Sunday, September 2, 2007

Love and Family

I have found in recent weeks that love is very much like a testimony of the Church; it must be feed or it starts to fade. Not that I was starting to love my wife any less but loving her had lost some of the giddiness that it had before. I have started recently to try to feed it more, not simply do more but think about it all more and watch what I am thinking about. It has made a huge difference. I feel that recently I have loved my wife more then I have in a long time.

Not only have I been trying to change my attitude and behaviors but this last week my wife and I went to her cousin's sealing. It was amazing to listen to the sealer and what he had to say, not because it was so profound but rather because it made me think more of my wife and how great she is.

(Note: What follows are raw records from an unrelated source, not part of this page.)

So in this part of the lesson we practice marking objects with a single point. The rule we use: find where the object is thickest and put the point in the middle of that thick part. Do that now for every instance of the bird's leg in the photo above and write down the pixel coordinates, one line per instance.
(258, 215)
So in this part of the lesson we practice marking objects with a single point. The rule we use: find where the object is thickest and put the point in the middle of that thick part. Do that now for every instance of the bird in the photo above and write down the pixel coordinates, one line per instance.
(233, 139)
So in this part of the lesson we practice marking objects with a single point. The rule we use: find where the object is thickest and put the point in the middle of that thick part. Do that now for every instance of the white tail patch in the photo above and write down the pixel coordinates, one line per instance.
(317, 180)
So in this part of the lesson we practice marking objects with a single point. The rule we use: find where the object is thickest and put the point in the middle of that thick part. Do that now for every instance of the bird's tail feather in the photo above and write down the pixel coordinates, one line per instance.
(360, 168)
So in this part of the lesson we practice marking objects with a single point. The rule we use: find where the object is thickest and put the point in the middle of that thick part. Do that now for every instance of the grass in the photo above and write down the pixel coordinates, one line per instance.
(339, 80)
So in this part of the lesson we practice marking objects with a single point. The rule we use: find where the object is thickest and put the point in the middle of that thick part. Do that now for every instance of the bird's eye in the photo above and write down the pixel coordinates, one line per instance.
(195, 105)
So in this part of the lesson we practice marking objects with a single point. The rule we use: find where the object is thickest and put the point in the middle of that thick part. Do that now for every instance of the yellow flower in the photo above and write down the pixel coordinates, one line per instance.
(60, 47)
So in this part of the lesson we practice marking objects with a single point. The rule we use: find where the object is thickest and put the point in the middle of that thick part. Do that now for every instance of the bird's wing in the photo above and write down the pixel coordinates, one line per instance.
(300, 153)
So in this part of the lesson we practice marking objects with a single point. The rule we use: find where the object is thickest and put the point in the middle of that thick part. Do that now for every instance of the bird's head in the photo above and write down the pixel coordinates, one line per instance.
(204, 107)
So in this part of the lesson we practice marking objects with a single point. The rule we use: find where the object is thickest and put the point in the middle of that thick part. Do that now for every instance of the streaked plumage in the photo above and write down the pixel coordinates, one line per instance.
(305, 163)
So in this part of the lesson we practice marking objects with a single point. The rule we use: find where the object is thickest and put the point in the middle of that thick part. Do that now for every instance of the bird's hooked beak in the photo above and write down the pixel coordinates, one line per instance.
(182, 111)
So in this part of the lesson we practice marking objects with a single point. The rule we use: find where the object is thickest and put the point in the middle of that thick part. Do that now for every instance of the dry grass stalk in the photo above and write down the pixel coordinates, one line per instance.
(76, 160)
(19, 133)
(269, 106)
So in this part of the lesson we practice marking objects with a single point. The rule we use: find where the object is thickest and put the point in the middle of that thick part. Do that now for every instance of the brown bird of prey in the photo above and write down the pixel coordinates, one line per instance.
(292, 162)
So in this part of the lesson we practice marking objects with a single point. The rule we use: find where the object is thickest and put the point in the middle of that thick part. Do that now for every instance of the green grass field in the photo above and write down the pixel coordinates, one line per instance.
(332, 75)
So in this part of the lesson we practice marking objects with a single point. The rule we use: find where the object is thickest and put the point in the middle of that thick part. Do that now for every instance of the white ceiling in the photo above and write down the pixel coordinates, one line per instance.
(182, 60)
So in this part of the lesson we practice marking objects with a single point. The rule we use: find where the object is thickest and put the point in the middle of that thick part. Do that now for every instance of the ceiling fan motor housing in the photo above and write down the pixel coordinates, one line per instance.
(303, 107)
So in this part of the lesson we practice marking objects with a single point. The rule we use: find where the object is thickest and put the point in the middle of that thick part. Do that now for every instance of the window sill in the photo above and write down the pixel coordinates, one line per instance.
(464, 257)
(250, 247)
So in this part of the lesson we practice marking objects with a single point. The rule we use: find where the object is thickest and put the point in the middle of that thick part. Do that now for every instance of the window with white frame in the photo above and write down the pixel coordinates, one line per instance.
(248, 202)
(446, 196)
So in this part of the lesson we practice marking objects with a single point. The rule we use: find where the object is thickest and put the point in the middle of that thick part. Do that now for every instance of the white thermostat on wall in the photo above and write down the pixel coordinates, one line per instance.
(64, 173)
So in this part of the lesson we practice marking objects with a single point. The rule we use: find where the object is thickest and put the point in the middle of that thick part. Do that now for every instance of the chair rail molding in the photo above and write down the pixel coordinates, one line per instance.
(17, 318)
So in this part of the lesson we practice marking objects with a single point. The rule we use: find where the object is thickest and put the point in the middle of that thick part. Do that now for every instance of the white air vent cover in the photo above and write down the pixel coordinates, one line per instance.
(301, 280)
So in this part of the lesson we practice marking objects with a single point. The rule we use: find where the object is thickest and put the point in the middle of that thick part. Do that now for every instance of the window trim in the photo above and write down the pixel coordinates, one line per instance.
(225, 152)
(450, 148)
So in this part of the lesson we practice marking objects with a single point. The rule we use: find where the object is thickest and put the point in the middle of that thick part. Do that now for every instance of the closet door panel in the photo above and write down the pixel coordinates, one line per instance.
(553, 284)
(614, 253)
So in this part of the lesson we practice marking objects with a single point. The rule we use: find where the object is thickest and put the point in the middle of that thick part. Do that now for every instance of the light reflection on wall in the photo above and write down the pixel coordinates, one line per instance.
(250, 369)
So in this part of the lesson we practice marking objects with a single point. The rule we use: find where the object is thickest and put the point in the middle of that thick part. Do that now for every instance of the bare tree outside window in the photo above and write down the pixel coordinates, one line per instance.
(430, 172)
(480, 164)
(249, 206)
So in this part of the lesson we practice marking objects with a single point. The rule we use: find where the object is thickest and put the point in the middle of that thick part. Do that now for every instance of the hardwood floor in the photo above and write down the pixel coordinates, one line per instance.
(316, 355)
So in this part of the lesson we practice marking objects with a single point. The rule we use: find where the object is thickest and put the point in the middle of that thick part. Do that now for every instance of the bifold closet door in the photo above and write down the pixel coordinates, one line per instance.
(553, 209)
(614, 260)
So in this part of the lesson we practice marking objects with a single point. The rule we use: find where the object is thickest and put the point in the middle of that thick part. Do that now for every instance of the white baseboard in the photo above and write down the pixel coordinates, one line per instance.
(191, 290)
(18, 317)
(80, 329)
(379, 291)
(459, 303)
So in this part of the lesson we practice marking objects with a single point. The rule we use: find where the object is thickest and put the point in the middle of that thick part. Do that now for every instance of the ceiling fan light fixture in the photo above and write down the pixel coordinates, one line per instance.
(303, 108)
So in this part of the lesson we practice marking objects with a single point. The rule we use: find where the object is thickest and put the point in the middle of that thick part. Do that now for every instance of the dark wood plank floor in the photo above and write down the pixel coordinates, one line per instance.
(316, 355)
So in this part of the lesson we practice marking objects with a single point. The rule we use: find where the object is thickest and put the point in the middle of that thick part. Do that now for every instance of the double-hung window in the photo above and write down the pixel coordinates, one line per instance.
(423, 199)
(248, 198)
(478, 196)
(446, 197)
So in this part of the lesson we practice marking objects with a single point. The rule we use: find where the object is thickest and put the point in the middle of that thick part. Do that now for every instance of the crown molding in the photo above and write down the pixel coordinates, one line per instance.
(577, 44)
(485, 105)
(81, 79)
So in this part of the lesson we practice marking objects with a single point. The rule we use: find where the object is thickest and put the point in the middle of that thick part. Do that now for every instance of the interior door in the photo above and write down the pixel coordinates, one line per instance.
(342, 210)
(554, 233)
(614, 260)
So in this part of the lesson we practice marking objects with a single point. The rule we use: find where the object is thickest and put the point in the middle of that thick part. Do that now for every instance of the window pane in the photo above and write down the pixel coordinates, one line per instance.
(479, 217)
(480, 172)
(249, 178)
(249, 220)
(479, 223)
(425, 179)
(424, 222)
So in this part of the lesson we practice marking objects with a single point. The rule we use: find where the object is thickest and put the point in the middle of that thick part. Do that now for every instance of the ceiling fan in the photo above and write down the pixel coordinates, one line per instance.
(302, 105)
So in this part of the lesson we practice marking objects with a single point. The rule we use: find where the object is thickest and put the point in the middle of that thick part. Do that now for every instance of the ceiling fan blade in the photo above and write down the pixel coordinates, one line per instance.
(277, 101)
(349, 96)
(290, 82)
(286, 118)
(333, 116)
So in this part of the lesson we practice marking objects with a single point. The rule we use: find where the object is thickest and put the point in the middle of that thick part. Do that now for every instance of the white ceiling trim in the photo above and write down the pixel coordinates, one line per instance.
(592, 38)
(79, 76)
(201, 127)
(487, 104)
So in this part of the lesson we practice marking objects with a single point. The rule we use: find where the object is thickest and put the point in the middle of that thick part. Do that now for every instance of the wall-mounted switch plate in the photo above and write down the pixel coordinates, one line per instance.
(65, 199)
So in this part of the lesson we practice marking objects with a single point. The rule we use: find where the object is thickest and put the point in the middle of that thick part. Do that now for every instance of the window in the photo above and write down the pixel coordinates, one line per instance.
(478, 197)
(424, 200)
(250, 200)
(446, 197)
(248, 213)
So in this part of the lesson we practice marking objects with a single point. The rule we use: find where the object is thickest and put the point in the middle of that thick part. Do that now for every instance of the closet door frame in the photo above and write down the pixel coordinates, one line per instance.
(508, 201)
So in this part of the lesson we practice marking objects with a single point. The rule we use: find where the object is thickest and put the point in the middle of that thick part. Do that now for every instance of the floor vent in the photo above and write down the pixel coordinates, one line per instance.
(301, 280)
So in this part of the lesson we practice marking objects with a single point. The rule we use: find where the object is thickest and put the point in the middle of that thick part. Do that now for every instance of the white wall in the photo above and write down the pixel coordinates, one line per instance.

Maybe it was a little step in becoming a less inadequate husband, regardless I will be implementing some of the things that I have learned for these recent experiences. I do not think that they are intricate puzzles that are now solved but will help. Another think that we have recently started on is a goal to go on a cruise together, I think planning a lover's get-away has also helped.

I love my wife, I hope that I can find some fun ways to show her just how much I do, feel free to share any ideas.

Saturday, September 1, 2007

The Start of All Things

It could be said that all things must start somewhere, whether that is true or not is not the purpose of this blog; the purpose of this blog is to address how things start, not where. All things, thanks to God's great mandate, start in a perfect and glorified state; however, we tend to start things in a very different state; inadequacy.

Everything we learn we know inadequately long before we truly begin to understand it. Every project we begin, at its roots, was started inadequately even in our lives, we started out with quite of a few inadequacies.

Some of my own that I thought about when contemplating starting a blog and wondering what to do for it were these
  • Web Programing
  • Fatherhood
  • Being an amazing Husband
  • Dating
  • Politics
  • Teaching
  • Writing
This is by no means a comprehensive list, but just a few things where I wish I knew more; that I was less inadequate.

It has been quoted, Our worst fear is not that we are inadequate, our deepest fear is that we are powerful beyond measure (Nelson Mendela or Marianne Williamson, you decide). If that is the case then be prepared, for this blog will be an outpouring of my inadequacies in a hope that I can get better, learn more, and, if nothing else, get them off my chest.

Without further adieu I welcome you and me to Inadequacy, for truly it is Gods most loving encouragement to become something more then we are currently.